Le Président: M. le premier ministre.


M. Lucien Bouchard

M. Bouchard: M. le Président, c'est ce que je fais constamment. Ce qui se passe en Gaspésie me tient particulièrement à coeur parce que je trouve ça très grave et très inquiétant, et toute la population du Québec également sympathise avec la population de la Gaspésie. Quand on sait qu'ils ont perdu le poisson, qu'ils ont perdu les mines, qu'ils ont perdu leur seule industrie de papeterie qui existait, c'est vrai que c'est très inquiétant. Mais c'est pour ça aussi qu'il faut se mobiliser avec les bons moyens: la disponibilité totale des personnes et des autorités certainement, l'imagination, les efforts.

Par exemple, du côté de Gaspésia, j'ai encore rencontré il n'y a pas tellement longtemps le président, M. Weaver, avec ses principaux adjoints pour les convaincre de nous vendre les actifs, de faire en sorte qu'ils sortent de là, puisqu'ils ne veulent pas investir puis qu'ils ont renoncé au projet qu'ils s'étaient engagés à faire avec nous, qu'ils en sortent puis qu'ils fassent en sorte que les richesses forestières qui ont été réservées pour le moulin puissent servir à quelque chose, parce qu'on ne va pas les donner à d'autres, ces richesses-là, on les garde pour le moulin, on les garde pour la papeterie. Et là actuellement on a trouvé des investisseurs. On a des projets qui ont été définis dans d'autres gammes de produits qui ne feront pas concurrence à la Consol, puis qui vont être plus rentables, puis qui sont plus dans le cadre du marché. Maintenant, il faut qu'on débarrasse la place et qu'on nous cède les actifs. C'est ce qu'on fait présentement. Les gens de la Gaspésie comprennent ça. Mais cependant les élus qui sont là, là, c'est les élus qui font ça, hein? On le sait. C'est les élus qui sont là. Ça, ce n'est pas correct, autrement dit. Ce n'est pas comme ça que le Québec se gouverne, ce n'est pas de même qu'on développe le Québec.

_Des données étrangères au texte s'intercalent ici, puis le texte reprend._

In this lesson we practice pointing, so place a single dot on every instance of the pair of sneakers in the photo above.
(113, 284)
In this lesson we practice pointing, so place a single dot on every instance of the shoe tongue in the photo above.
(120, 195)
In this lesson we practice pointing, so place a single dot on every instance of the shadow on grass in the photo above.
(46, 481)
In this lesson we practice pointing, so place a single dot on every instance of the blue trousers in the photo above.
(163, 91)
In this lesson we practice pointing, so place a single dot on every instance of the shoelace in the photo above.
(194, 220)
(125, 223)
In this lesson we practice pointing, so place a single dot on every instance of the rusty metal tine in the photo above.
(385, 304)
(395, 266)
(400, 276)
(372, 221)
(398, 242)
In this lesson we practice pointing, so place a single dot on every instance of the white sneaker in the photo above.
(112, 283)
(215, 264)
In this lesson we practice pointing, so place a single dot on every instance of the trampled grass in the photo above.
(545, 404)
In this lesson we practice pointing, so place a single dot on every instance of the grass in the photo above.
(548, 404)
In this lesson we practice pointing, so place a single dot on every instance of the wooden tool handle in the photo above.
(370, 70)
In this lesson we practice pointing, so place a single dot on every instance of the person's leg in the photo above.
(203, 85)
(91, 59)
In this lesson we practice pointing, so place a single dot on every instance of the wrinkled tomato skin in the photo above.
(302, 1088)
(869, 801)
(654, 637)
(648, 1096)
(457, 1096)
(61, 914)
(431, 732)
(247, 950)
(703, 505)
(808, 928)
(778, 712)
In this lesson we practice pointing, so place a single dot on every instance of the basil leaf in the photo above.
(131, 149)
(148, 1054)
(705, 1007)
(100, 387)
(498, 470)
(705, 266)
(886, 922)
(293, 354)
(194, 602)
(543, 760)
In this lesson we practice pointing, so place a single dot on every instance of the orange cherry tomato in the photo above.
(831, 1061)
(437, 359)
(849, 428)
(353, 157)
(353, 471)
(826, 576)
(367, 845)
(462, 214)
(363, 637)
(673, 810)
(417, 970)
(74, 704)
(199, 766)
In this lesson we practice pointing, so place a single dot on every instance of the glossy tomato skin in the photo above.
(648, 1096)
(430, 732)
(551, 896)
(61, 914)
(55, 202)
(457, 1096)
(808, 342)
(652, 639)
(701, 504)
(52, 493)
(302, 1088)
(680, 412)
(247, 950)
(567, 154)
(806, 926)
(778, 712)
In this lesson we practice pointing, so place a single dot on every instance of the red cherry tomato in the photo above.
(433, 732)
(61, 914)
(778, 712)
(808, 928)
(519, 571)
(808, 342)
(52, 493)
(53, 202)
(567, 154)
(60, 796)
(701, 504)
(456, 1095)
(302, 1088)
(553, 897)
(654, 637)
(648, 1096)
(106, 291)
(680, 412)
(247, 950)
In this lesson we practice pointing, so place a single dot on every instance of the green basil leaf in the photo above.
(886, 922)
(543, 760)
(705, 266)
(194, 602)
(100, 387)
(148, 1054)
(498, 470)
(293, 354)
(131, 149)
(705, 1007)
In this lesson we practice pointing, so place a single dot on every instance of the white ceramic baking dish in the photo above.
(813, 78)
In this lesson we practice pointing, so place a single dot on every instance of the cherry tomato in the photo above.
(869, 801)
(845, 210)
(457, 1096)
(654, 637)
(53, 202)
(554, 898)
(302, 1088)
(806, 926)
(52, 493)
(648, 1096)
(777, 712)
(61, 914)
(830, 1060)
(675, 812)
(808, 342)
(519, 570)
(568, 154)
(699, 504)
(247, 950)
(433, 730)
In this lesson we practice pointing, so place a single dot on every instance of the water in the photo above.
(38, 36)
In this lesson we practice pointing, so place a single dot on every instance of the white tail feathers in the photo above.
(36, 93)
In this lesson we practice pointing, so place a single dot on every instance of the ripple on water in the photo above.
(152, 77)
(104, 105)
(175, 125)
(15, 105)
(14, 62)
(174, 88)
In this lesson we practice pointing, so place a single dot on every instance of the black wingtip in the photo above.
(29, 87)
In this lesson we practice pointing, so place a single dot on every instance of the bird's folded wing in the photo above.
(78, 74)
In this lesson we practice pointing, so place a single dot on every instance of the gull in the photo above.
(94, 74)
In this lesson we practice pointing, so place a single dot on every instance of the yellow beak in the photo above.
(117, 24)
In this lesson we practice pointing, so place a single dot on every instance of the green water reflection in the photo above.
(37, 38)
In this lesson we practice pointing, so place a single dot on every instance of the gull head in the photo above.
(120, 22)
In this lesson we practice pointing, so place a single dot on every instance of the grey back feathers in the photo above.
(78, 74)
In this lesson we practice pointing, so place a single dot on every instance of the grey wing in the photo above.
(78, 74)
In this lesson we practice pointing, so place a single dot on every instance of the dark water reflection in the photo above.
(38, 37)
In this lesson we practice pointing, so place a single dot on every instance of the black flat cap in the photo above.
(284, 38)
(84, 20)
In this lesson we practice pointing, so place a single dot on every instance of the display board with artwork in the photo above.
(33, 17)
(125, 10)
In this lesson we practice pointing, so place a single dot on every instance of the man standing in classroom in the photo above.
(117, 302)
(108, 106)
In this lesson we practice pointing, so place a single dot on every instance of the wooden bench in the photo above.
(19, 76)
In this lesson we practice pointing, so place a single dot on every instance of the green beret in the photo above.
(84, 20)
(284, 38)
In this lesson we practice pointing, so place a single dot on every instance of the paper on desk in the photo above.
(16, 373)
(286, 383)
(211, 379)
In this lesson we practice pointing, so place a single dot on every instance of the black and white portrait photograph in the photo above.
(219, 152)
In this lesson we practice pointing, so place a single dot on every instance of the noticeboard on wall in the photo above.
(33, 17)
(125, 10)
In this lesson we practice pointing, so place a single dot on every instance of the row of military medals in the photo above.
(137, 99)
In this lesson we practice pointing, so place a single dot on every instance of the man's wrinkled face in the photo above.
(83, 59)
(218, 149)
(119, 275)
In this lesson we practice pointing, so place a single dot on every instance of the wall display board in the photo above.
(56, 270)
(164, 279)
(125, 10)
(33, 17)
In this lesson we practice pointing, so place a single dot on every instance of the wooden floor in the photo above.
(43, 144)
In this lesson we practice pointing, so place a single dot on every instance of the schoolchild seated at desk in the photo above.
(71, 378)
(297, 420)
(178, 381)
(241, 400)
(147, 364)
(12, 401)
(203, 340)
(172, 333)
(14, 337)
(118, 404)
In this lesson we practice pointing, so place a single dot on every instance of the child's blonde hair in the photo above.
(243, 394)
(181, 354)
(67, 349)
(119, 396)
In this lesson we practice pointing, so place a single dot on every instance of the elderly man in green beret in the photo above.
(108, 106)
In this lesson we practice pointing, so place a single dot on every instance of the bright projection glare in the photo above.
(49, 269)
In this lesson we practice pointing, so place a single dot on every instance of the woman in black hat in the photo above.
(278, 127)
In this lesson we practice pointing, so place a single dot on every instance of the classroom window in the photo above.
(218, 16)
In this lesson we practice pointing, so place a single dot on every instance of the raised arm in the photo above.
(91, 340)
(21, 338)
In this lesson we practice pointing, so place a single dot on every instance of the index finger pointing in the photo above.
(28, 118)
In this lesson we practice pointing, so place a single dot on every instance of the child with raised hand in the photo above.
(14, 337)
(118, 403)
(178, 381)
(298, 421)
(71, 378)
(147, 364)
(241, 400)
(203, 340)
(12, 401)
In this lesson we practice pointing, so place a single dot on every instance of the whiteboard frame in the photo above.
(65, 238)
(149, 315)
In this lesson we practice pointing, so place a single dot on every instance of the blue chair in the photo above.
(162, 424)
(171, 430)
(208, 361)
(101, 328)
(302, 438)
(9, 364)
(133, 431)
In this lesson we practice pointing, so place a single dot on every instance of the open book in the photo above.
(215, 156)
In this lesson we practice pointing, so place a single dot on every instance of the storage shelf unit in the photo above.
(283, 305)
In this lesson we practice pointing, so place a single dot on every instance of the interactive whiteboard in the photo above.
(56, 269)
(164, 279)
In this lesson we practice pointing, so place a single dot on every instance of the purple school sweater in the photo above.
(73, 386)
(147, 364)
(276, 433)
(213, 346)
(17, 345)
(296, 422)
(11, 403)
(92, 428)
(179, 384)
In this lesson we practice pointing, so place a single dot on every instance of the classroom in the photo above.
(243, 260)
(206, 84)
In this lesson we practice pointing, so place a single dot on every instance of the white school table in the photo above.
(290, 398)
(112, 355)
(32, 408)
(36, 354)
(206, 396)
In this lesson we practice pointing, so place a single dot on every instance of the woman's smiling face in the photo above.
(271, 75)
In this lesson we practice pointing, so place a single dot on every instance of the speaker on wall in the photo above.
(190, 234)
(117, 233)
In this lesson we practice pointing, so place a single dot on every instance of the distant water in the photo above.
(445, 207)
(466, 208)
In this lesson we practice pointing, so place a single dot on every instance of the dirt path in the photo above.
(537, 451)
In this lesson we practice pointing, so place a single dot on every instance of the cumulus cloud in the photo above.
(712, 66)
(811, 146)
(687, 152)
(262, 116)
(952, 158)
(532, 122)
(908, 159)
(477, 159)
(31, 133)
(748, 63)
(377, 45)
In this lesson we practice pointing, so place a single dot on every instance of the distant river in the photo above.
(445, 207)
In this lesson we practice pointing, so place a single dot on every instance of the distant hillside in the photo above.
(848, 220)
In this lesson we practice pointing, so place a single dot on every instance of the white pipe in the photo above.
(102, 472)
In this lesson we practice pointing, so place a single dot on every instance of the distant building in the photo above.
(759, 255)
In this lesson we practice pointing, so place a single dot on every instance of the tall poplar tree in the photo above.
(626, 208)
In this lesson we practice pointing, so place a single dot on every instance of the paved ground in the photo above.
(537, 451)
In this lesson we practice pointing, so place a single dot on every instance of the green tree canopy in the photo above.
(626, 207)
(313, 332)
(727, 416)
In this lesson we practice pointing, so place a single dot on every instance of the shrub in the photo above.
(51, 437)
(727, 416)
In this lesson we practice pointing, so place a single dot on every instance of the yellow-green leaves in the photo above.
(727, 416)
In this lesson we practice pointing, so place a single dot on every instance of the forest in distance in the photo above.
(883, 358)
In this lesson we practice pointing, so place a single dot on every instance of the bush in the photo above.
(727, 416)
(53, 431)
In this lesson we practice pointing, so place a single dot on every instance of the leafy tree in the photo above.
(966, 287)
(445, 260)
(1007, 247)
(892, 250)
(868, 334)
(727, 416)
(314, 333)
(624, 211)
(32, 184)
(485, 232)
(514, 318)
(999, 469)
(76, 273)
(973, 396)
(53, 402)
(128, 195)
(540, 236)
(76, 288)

Le Président: En question complémentaire, M. le député de Kamouraska-Témiscouata.


M. Claude Béchard

M. Béchard: Oui, M. le Président. Est-ce que le premier ministre se rend compte que les Gaspésiens ont été à ce point oubliés et bernés par son gouvernement qu'ils en sont rendus à demander tout simplement une confirmation de rendez-vous de lui-même ou d'un de ses ministres en Gaspésie pour aller voir les faits pour lever le barrage routier? C'est tout ce qu'ils demandent. Comment voulez-vous qu'ils aient confiance en votre gouvernement quand vous n'êtes même pas capable de confirmer que vous allez vous déplacer pour aller les rencontrer en Gaspésie?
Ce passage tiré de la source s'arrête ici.